HIERARCHICAL APPROXIMATION OF TELECOMMUNICATIONS NETWORKS

With the fibre optic revolution in communications technology, the industry is currently planning for network architectures in which switches rather than communication channels have become the economic and the performance bottleneck. A systems approach to planning is therefore required which considers the network and its supported services as an integrated whole, in order to achieve joint, rather than independent isolated optimisations. Three-level hierarchical stochastic optimisation models for network planning and management - involving mainly the transport and network layers of the seven-level OSI architecture - are introduced in support of this integrated systems approach. Corresponding to these three-level models are successive mathematical approximations to data traffic flows. Analysis for routeing of traditional switched networks involves queueing networks, but for design and flow control of current packet switched and future multiservice photonic networks, operating at gigabit transmission rates, reflected Brownian motion and, particularly, deterministic and Markov fluid approximations become more appropriate.

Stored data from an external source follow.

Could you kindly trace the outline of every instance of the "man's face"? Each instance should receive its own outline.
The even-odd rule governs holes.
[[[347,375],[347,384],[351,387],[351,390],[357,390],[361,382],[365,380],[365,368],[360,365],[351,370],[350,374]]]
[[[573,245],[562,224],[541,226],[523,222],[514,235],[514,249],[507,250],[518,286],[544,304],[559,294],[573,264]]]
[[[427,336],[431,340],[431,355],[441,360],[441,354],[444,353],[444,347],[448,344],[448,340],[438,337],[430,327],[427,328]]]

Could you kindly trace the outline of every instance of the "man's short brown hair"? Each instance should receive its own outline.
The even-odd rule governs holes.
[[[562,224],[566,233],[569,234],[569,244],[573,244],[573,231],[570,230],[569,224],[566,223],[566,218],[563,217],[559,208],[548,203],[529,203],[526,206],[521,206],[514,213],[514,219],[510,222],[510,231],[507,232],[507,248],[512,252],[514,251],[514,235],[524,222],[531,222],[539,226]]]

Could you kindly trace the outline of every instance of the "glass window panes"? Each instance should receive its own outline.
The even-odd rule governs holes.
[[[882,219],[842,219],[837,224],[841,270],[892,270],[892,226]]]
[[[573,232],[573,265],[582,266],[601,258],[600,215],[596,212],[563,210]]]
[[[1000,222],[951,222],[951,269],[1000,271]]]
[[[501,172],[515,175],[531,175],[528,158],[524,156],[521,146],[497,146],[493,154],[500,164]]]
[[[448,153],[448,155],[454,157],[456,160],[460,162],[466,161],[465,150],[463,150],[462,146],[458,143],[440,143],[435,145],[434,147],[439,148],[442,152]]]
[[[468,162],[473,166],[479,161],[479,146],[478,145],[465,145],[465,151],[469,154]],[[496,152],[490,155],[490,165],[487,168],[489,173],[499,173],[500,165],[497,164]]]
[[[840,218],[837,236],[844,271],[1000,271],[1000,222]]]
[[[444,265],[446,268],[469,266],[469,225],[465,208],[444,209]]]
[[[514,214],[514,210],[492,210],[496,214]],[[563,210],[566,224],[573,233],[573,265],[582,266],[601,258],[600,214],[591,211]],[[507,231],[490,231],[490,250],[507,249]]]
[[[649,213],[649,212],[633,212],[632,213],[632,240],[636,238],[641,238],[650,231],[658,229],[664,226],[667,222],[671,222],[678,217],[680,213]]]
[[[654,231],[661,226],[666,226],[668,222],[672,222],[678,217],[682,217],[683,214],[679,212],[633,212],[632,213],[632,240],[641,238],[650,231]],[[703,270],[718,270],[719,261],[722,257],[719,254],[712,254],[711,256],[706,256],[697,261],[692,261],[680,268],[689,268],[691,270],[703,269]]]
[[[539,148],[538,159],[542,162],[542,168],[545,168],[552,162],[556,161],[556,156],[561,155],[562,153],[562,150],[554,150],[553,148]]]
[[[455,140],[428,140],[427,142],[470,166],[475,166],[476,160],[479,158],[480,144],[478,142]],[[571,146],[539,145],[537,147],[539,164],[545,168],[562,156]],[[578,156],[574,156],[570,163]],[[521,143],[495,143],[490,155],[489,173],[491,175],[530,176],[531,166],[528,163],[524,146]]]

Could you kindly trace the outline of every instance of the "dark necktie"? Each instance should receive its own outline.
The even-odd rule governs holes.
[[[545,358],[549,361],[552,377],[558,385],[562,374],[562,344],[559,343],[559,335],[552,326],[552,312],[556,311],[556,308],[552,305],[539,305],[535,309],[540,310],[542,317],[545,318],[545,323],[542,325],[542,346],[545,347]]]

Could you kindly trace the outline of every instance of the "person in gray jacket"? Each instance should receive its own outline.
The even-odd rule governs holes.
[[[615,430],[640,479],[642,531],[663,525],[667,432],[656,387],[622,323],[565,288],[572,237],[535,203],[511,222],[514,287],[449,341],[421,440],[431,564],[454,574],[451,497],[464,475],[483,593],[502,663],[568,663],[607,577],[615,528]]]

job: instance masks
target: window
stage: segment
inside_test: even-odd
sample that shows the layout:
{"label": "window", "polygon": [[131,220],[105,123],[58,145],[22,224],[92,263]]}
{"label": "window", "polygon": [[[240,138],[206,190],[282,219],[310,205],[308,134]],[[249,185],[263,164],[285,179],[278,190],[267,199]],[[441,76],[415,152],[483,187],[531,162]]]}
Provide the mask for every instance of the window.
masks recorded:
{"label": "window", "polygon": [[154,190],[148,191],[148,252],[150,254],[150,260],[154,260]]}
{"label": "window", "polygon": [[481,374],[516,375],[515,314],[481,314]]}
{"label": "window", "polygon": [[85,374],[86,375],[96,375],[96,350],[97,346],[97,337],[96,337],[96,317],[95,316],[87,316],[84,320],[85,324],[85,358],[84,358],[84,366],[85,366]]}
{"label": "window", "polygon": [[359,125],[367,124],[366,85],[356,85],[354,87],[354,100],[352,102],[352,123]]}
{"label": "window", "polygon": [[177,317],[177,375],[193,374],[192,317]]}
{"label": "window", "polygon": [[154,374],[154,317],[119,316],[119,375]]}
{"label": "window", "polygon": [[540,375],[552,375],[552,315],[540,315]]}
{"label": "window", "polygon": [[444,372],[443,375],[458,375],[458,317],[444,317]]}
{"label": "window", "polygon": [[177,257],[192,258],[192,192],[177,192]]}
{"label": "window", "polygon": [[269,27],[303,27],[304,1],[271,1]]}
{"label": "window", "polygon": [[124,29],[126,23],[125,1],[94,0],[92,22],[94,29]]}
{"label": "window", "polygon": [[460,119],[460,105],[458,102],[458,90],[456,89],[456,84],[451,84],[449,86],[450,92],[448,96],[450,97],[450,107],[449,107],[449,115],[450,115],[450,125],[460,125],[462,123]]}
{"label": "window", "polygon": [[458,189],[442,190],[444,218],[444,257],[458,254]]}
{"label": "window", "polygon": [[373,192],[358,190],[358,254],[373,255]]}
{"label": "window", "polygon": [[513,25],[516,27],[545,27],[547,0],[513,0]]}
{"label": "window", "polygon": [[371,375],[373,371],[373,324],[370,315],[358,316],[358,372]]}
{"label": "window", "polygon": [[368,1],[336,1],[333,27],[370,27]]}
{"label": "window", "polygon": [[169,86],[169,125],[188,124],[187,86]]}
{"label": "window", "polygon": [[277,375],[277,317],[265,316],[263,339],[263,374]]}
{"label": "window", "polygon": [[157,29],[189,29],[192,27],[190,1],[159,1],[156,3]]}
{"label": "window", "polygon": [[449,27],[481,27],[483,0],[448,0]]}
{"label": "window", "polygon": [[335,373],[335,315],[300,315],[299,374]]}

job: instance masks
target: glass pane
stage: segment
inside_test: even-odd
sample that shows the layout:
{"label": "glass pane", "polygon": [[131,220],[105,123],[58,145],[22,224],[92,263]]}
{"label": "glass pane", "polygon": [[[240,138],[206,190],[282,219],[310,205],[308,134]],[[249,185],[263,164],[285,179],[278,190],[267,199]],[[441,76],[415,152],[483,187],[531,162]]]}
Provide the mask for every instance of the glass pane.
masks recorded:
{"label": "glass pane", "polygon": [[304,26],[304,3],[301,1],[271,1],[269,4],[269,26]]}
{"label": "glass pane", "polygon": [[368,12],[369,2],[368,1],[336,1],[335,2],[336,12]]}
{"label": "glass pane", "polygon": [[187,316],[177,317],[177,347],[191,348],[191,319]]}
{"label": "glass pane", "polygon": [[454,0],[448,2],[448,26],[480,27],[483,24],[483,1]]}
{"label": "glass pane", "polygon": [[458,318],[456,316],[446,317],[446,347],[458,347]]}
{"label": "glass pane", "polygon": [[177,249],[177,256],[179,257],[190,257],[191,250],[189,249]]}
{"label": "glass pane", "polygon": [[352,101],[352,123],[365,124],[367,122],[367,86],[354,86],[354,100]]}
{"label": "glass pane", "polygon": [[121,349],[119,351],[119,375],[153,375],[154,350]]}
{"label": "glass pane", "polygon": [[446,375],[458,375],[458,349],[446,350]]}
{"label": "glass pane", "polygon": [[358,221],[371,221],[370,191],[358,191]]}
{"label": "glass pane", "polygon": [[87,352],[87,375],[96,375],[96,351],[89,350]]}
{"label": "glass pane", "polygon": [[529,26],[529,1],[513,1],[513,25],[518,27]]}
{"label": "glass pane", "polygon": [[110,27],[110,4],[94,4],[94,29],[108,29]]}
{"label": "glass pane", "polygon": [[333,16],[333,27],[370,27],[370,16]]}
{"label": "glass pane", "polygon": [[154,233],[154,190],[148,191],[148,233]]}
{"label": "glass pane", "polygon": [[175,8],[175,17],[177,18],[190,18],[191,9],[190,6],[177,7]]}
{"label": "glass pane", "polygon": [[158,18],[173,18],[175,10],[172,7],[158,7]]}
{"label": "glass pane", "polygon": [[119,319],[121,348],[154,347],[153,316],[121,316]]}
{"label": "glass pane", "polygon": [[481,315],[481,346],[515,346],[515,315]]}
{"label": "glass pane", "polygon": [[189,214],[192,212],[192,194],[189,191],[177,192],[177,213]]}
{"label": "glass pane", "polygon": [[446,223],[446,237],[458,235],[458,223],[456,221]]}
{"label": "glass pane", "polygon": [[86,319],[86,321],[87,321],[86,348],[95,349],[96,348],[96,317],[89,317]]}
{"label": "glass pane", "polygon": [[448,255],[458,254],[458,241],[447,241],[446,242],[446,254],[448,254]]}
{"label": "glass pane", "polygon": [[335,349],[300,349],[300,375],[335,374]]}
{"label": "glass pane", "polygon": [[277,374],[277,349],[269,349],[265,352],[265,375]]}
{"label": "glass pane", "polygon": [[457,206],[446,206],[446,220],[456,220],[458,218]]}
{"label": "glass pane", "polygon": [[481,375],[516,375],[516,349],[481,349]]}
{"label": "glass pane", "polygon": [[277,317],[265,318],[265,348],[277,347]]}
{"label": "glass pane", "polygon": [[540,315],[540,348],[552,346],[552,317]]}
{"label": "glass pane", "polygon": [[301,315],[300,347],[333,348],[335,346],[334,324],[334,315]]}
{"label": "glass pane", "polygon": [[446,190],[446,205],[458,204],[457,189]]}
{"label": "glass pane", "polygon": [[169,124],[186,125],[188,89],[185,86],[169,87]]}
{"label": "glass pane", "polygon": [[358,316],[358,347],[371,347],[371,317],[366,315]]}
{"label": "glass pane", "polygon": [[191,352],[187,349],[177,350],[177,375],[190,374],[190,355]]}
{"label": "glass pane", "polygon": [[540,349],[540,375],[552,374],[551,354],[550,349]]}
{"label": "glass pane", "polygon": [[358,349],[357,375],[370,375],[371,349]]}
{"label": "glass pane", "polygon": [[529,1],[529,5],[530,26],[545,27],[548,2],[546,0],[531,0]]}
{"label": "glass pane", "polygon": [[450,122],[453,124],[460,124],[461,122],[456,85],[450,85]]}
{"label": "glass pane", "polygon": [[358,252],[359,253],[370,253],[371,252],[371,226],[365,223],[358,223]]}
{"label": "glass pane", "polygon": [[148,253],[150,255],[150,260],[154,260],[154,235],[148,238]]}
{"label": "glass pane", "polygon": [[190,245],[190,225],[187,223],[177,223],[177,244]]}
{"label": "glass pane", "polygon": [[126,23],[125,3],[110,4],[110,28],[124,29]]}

Functional central limit theory may be used to derive these three successive approximations from the underlying discrete network traffic processes in a stationary environment, paralleling on the network graph the micro, meso and macro scales of classical physics in free space. These ideas are explored in a preliminary way for some simple network planning problems and directions are indicated for future mathematical research which would improve their practical applicability.